20. Rule-making power. – (1) The Government may make rules for carrying into effect the provisions of this Act.
(2) In particular and without prejudice to the generality of the foregoing power, the Government may make rules-
(a) as to the procedure to be followed by the prescribed authority and the appellate authority in the proceedings before them;
(b) as to the conditions and limitations (including the conditions as to payment of fees) subject to which an application for reference to the District Court may be made under section 10;
(c) as to the manner and mode of fixing the gross income from lands;
(d) as to the service of notices and the communication of orders to parties;
(e) for the apportionment of the basic tax charged on Oodukoor holdings;
(f) as to the mode of making refunds;
(g) for defining the powers and duties of the officers appointed under this Act;
(h) for determining the kists or instalments in which the tax is payable and the dates on which such kists or instalments shall be due; and
(i) any other matter which has to be, or may be, prescribed for purposes of his Act.

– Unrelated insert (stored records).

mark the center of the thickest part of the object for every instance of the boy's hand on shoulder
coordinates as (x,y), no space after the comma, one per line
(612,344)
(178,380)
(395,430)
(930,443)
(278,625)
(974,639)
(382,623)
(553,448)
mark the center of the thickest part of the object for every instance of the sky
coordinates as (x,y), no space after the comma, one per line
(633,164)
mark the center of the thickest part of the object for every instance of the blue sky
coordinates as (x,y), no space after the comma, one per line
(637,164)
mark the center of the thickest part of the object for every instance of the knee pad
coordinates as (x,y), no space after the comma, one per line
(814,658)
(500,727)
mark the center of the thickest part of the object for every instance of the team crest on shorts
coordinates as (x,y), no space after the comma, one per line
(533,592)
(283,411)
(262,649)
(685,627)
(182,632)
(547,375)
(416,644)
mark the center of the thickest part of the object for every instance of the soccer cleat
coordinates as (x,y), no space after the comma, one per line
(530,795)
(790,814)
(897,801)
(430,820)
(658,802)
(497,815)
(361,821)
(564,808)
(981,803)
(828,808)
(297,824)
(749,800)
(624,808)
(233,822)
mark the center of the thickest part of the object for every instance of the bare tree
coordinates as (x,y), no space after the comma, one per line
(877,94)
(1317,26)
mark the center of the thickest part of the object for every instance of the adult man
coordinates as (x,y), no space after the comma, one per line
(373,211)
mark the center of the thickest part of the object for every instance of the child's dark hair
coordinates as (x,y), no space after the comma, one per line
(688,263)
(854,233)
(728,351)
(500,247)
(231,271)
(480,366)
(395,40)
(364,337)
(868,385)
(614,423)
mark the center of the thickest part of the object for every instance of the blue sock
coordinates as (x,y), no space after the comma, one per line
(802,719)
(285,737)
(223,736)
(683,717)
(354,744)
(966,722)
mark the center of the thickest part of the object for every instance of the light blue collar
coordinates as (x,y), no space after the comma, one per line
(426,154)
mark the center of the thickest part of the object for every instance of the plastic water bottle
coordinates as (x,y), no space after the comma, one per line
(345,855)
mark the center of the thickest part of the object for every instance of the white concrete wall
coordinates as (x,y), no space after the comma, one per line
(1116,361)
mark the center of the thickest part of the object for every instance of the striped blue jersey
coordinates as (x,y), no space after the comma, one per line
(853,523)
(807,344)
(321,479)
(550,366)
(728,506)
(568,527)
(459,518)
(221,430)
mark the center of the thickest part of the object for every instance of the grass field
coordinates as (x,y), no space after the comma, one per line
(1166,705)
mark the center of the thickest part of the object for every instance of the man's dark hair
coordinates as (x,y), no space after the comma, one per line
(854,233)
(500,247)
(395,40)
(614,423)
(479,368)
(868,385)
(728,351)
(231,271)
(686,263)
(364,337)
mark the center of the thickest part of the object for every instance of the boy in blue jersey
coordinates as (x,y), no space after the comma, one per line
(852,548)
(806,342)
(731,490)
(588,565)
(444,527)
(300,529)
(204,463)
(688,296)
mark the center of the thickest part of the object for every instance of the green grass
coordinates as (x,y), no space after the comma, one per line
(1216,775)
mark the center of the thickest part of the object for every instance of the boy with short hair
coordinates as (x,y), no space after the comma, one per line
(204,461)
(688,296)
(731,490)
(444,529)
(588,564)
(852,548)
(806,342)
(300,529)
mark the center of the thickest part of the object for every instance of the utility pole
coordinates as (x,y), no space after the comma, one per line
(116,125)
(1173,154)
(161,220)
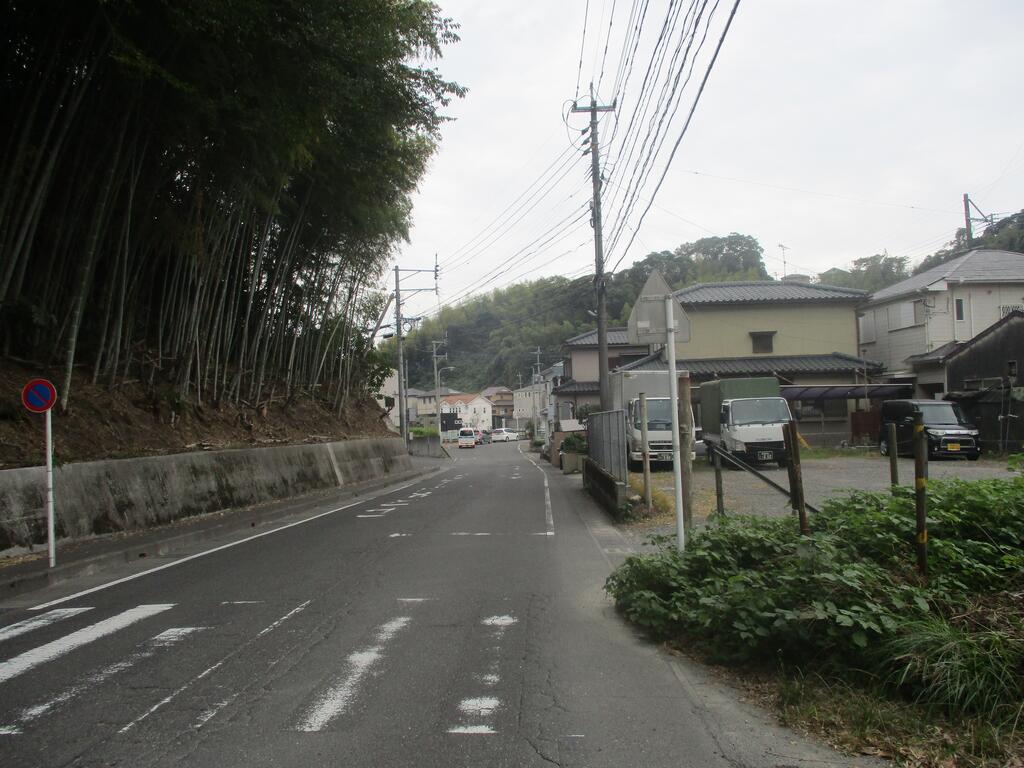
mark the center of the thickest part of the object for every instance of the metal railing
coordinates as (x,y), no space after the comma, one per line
(606,442)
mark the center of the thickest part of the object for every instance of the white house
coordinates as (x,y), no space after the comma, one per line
(949,303)
(474,410)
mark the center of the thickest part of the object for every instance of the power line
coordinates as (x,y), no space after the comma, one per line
(682,133)
(583,43)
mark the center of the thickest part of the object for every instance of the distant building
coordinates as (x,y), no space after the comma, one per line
(503,404)
(910,327)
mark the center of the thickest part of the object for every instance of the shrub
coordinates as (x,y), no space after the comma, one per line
(848,595)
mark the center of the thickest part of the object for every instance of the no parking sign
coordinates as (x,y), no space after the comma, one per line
(39,395)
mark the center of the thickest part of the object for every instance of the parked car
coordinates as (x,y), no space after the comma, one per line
(948,431)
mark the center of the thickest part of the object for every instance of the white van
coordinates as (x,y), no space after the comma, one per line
(467,437)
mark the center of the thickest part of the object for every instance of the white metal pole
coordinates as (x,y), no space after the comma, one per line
(677,464)
(49,491)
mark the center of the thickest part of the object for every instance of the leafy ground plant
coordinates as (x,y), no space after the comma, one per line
(846,604)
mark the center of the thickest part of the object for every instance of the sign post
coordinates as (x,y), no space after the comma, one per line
(658,317)
(39,396)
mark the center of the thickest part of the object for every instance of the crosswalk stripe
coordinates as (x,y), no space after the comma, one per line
(165,639)
(32,658)
(337,698)
(43,620)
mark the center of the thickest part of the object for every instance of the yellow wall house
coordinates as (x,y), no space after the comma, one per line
(802,333)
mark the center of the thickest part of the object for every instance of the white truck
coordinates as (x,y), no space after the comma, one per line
(744,417)
(626,389)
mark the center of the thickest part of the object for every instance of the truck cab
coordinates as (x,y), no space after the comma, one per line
(751,428)
(744,418)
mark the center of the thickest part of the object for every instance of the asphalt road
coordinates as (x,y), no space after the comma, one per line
(456,621)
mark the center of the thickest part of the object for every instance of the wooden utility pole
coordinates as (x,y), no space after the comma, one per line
(646,454)
(686,419)
(602,312)
(893,456)
(796,475)
(967,218)
(402,414)
(921,491)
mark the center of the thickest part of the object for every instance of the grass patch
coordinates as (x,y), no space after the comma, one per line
(844,610)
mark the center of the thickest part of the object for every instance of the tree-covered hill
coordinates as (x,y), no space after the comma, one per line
(197,195)
(493,338)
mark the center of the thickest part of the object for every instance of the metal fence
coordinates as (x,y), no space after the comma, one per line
(606,442)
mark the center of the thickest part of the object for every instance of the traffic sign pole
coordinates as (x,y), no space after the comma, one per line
(39,396)
(50,538)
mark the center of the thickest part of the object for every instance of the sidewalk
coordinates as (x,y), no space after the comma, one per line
(96,555)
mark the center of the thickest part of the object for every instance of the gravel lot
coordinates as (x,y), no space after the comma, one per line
(822,478)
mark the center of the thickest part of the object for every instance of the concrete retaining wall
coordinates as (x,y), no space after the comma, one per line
(131,494)
(605,489)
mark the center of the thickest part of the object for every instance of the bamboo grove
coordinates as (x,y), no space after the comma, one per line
(202,195)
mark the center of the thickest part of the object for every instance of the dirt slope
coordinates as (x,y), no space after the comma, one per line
(130,422)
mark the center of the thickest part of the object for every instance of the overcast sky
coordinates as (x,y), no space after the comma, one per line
(838,129)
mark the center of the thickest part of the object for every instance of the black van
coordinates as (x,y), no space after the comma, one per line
(948,431)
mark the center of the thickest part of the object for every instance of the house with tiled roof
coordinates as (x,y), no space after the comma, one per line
(578,384)
(913,326)
(802,333)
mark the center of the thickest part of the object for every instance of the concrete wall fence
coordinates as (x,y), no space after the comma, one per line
(131,494)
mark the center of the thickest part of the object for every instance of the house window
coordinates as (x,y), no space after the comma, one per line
(762,341)
(816,410)
(905,314)
(866,325)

(3) All rules made under this Act shall be laid for a period of not less than fourteen days before the Legislative Assembly, as soon as may be after they are made, and shall be subject to such modifications as the Assembly may make during the session in which they are so laid or the session immediately following.
21. Repeal. – The Land Tax Act, 1955 and the Kerala Land Tax Ordinance, 1961 (Ordinance 2 of 1961), are hereby repealed.